De zes koorboeken (60 x 40 cm, 15,5 kg per boek) herinneren aan de tijd dat in de Leidse Pieterskerk dagelijks ”de getijden” worden gezongen. Iedere dag brengt een koortje, een ”getijdencollege”, op zeven tijdstippen een muzikaal offer: om God te eren en voor de overledenen te bidden. Meestal wordt er eenstemmig gregoriaans gezongen, maar tijdens de mis en in de vesperdienst klinkt er meerstemmige muziek.Door de jaren heen worden deze polyfone stukken verzameld in grote boeken, die zo zijn vormgegeven dat alle zangers er tegelijk uit kunnen zingen. Tussen 1540 en 1570 leggen de Leidse zangers een collectie van ten minste acht koorboeken aan: motetten, missen, hymnezettingen. De kern van het repertoire wordt gevormd door composities van de twee belangrijkste componisten van de Lage Landen uit die tijd: Clemens non Papa en Thomas Crecquillon.
Met de Reformatie worden in Leiden de rooms-katholieke erediensten verboden. Het getijdencollege wordt ontbonden, de zangers worden ontslagen. De manuscripten van de koorboeken komen terecht bij het stadsbestuur. Een poosje worden ze nog gebruikt door de Leidse broederschap van musici, maar in 1597 laat men een grote houten kist maken waarin acht koorboeken worden opgeborgen. De kist komt in de curatorenkamer van het stadhuis te staan, de stadssecretaris heeft de sleutel.
In de loop der tijd raken twee van de acht boeken zoek. De andere zes overleven de eeuwen. Ze vormen in de 21e eeuw Europa’s grootste verzameling bij elkaar horende religieuze meerstemmige muziek.
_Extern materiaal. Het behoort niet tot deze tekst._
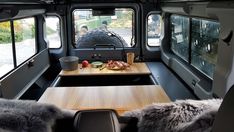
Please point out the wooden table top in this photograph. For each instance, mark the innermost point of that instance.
(120, 98)
(135, 69)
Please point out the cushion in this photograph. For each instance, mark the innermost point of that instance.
(178, 116)
(28, 116)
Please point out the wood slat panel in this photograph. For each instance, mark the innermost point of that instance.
(135, 69)
(120, 98)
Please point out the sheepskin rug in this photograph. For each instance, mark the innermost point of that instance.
(28, 116)
(178, 116)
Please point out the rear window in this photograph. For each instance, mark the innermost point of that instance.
(115, 30)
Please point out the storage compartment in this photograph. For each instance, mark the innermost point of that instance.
(110, 80)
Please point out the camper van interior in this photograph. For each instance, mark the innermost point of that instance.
(116, 66)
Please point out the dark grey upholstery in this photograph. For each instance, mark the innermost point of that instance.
(224, 121)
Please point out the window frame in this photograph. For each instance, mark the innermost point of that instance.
(189, 62)
(60, 29)
(147, 26)
(13, 43)
(134, 19)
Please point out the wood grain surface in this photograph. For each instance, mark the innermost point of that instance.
(120, 98)
(134, 69)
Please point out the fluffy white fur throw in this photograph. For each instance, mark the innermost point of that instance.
(27, 116)
(179, 116)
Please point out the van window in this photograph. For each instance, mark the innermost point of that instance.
(180, 36)
(6, 54)
(154, 30)
(25, 42)
(91, 30)
(53, 31)
(204, 39)
(204, 36)
(14, 53)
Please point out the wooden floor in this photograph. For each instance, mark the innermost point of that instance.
(120, 98)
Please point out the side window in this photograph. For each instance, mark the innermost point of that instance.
(203, 48)
(205, 38)
(53, 31)
(179, 36)
(154, 30)
(25, 42)
(6, 54)
(14, 53)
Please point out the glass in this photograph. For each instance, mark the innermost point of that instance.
(204, 40)
(24, 39)
(154, 30)
(114, 30)
(6, 54)
(180, 36)
(53, 31)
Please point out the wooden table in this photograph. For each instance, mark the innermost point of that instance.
(135, 69)
(120, 98)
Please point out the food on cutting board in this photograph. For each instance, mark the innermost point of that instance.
(97, 64)
(116, 65)
(85, 63)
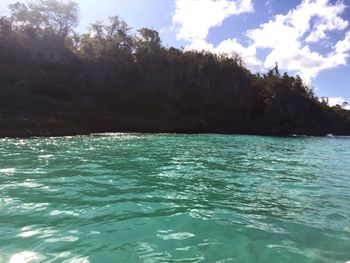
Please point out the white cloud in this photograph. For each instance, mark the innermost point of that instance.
(308, 22)
(194, 18)
(289, 37)
(338, 101)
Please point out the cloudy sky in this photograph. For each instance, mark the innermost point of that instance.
(306, 37)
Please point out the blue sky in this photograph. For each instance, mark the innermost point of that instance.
(307, 37)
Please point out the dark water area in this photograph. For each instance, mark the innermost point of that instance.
(175, 198)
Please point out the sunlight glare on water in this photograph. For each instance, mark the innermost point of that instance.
(175, 198)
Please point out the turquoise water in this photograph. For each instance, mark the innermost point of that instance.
(175, 198)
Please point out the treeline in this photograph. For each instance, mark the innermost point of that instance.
(119, 80)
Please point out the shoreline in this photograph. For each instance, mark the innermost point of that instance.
(45, 128)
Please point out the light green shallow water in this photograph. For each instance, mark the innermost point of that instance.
(175, 198)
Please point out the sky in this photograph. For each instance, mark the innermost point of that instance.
(306, 37)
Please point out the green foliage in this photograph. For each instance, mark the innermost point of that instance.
(134, 74)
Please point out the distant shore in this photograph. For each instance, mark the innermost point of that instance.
(25, 128)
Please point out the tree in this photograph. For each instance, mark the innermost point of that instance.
(148, 40)
(42, 16)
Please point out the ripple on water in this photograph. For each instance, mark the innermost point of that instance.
(168, 198)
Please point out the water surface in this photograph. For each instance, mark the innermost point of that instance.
(175, 198)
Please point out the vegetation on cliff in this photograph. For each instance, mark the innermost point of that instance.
(55, 81)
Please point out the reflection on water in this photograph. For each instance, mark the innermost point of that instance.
(168, 198)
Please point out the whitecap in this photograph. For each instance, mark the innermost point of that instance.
(8, 171)
(24, 257)
(176, 236)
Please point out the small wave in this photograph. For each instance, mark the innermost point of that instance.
(24, 257)
(8, 171)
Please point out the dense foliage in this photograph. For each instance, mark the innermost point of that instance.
(129, 81)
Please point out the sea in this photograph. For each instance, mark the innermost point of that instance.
(125, 197)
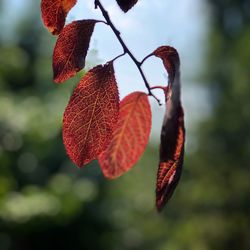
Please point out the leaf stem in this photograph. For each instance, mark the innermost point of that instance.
(125, 48)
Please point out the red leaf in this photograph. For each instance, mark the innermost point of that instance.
(54, 13)
(171, 157)
(91, 115)
(170, 58)
(126, 5)
(130, 137)
(71, 49)
(173, 131)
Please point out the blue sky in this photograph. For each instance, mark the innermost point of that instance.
(182, 24)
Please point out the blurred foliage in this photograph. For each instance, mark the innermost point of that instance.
(47, 203)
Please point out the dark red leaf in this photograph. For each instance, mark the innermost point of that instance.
(173, 131)
(91, 115)
(130, 137)
(71, 49)
(171, 157)
(171, 60)
(54, 13)
(126, 5)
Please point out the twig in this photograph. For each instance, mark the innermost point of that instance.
(125, 48)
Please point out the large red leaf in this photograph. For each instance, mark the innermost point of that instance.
(126, 5)
(54, 13)
(91, 115)
(71, 49)
(130, 137)
(171, 157)
(173, 131)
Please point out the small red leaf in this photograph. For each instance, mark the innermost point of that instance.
(91, 115)
(54, 13)
(126, 5)
(130, 137)
(71, 49)
(171, 157)
(170, 58)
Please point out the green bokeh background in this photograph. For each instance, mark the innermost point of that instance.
(47, 203)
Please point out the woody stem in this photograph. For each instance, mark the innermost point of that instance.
(125, 48)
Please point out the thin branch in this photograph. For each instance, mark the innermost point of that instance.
(125, 48)
(145, 58)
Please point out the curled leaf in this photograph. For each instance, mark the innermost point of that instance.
(171, 60)
(173, 131)
(91, 115)
(130, 137)
(71, 49)
(54, 13)
(171, 157)
(126, 5)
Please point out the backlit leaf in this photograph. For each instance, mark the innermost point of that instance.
(54, 13)
(171, 157)
(126, 5)
(173, 131)
(130, 137)
(91, 115)
(170, 59)
(71, 49)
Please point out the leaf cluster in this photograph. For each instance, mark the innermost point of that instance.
(96, 124)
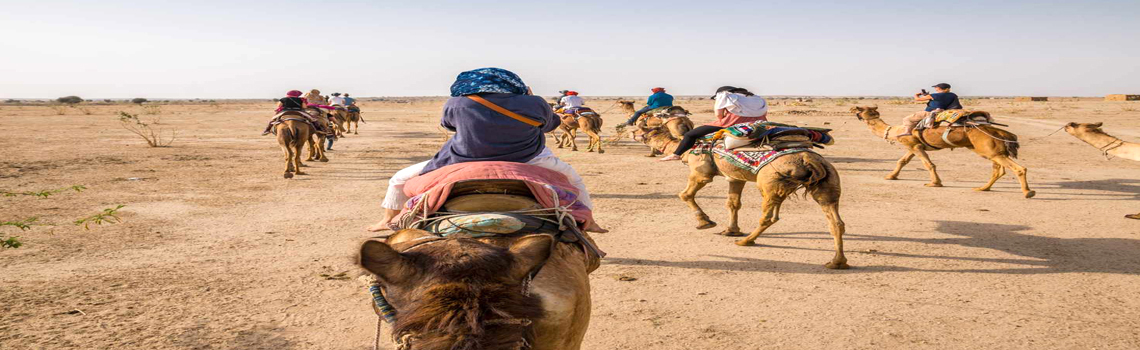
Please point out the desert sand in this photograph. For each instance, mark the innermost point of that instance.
(217, 251)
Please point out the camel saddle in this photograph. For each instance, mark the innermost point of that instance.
(767, 136)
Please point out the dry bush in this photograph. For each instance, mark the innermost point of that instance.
(147, 130)
(152, 110)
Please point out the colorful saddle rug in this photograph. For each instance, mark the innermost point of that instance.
(747, 160)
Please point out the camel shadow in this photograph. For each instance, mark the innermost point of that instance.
(1033, 254)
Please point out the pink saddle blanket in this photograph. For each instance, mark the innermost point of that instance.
(550, 188)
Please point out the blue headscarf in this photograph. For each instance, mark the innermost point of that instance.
(488, 80)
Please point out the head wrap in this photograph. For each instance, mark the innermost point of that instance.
(488, 80)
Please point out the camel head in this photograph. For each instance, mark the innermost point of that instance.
(458, 293)
(866, 113)
(1084, 128)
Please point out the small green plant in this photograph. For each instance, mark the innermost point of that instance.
(146, 129)
(43, 194)
(152, 110)
(107, 216)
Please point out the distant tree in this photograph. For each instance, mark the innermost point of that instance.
(70, 99)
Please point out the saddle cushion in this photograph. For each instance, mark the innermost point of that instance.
(550, 188)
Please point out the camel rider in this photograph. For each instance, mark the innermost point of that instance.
(571, 102)
(558, 100)
(656, 100)
(733, 106)
(482, 133)
(941, 100)
(293, 103)
(350, 103)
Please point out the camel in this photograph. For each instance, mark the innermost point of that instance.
(569, 128)
(589, 123)
(472, 293)
(996, 145)
(776, 181)
(352, 120)
(317, 140)
(676, 127)
(1107, 144)
(292, 133)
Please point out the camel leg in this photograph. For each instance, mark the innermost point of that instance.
(999, 171)
(902, 162)
(288, 161)
(935, 181)
(695, 182)
(772, 202)
(1022, 175)
(735, 187)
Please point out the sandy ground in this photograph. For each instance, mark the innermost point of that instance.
(217, 251)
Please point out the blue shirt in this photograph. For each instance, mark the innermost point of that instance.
(943, 100)
(659, 99)
(483, 135)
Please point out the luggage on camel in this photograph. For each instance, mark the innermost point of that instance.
(496, 198)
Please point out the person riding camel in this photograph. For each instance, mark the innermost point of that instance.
(941, 100)
(570, 102)
(656, 100)
(294, 104)
(495, 116)
(733, 106)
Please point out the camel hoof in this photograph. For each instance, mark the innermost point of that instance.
(706, 225)
(729, 233)
(835, 266)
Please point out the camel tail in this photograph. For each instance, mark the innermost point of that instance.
(1004, 138)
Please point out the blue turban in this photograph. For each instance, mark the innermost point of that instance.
(488, 80)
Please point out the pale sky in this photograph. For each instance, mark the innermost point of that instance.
(260, 49)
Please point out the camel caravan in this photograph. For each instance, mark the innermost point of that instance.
(311, 120)
(489, 243)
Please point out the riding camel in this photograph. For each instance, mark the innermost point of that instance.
(996, 145)
(292, 133)
(317, 140)
(352, 122)
(676, 127)
(473, 293)
(1107, 144)
(776, 181)
(589, 123)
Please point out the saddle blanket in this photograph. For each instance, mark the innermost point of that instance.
(750, 161)
(550, 188)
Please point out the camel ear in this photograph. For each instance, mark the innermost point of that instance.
(385, 262)
(530, 253)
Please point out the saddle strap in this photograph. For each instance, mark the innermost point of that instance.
(495, 107)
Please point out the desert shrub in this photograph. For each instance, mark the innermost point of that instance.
(152, 110)
(70, 99)
(147, 130)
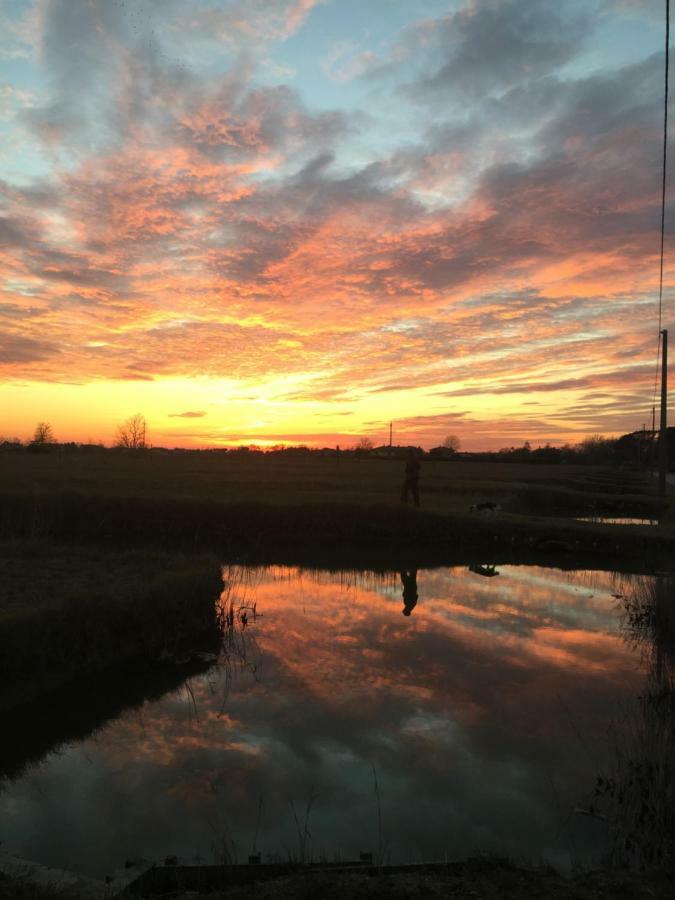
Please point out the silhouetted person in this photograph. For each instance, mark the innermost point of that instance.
(487, 571)
(409, 581)
(411, 484)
Een unicum, noemt De Groot de koorboeken. Met zijn Egidius Kwartet vertolkt hij vaak polyfone muziek uit de renaissancetijd. Maar dan gaat het meestal om muziek uit de zuidelijke Nederlanden. Nu gaat het echter om „ónze muziek, óns erfgoed.” Het verbaast hem dat er tot op heden bijna nooit iets is gedaan met deze boeken. „Terwijl het topmuziek is, absoluut muziek van de bovenste plank.”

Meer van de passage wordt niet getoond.